1. Choose to grow perennial wildflower beds rather than lawn grass
wherever possible. This will provide food for insects and birds, and it will allow the
soil to become less compacted.
2. Mow lawns less frequently so that the grass is a little
shaggier. This will allow more organic matter to decay near the top layers and more
wildlife will use yard areas. People who have stopped mowing beneath young oaks have
noticed a big increase in the growth rate. The tree roots can increase their nutrient
uptake as the soil becomes loamier and begins to hold more water.
3. Leave lawn clippings on the lawn. This will encourage a more
natural cycle of nutrient flow.
4. Where possible, choose woodchuck mulching over bare ground or
short mowed grass.
5. If trillium, bloodroot, Dutchman breeches, toothwort, spring
beauties, etc. are still surviving in your yard, do not mow until these plants have
flowered and begin to brown up. This mowing delay will allow wildflowers to grow and
reproduce. They are beautiful surviving remnants of the original woodlands.
6. Do not allow wild areas with no lawn grass or mowing to become
brushed-over. When these areas become very brushy with buckthorn or native species like
wild cherries, they lose their populations of small plants. This leads to the problems of
drying, thinning topsoil and erosion.

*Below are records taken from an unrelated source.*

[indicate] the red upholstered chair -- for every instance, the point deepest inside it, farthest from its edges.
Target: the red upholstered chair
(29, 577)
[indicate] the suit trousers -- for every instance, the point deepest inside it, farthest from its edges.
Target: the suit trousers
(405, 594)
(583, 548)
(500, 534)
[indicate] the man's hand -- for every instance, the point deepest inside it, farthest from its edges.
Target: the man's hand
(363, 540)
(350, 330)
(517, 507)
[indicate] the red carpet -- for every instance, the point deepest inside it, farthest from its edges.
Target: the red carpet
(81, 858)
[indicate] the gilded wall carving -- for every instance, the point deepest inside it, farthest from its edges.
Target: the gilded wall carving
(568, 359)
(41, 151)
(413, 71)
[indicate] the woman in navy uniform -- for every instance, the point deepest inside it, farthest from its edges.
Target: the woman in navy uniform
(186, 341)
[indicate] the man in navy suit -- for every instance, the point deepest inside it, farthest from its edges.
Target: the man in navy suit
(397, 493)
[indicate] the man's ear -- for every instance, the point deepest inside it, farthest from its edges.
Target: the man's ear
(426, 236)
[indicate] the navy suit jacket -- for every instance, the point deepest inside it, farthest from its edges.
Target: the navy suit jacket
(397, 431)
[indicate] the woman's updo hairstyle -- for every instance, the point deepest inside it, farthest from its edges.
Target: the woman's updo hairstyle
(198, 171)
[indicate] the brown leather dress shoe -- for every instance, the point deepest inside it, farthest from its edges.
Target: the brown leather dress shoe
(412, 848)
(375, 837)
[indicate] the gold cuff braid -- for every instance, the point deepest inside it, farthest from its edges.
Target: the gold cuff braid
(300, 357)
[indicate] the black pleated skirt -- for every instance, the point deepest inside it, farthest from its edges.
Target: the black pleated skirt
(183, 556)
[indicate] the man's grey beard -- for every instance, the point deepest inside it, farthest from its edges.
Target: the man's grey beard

The seedlings of the largest and longest-lived
trees, oaks and hickories, will not grow up through these thickets. To remain healthy, a
woods or prairie in our area needs some periodic removal of brush.

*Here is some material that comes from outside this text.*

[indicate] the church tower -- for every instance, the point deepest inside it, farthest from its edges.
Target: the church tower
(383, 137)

7. When the ground is wet, keep machinery and trucks off your yard
and soil. Soil and tree roots are badly compacted and damaged by heavy equipment. Also try
not to bang trees with mowers or other machinery.
8. Avoid using chemicals on your yard because they may cause
premature tree death. Liquid fertilizers wind up in wetlands and streams where they kill
plants and animals. Use fertilizers composed of organic materials.
9. Try not to use much salt on driveways or sidewalks, as this only
adds increased stress to plants.
10. The genetic stock of trees from nurseries can be from almost
anywhere. An oak sapling from a nursery may have been grown from an acorn collected in
Kentucky. In contrast, the old trees on your property are survivors which have
incorporated the local climactic and biological influences into their genetic makeup.
Local trees are best adapted to this area and they should be maintained. Allow the wild
trees on your property to bear seedlings. To do this, simply stop moving a very small
section of your yard for one year and put small rabbit fences around the trees' seedlings
which have sprouted in the unmowed lawn area. Then resume mowing around these seedlings
and let them continue to grow.
11. Efforts to allow oak regeneration on residential properties is
especially recommended. The oaks are very long-lived, become very large, are adapted to
stressful weather conditions, and are less prone to decay or other defects than many of
our native trees. Also, the oaks are now in a period of die-off, due partially to the fact
that nobody thought to plant them in decades past. The walnuts and hickories are also
quite resistant to structural defects or rotting.
12. The following trees are not recommended for planting because of
their structural defects and diseases: Norway maple, silver maple, green ash, Siberian
elm.
13. If they aren't posing a danger, leave dead tree trunks to decay
on their own. They will be used by birds, insects and fungi.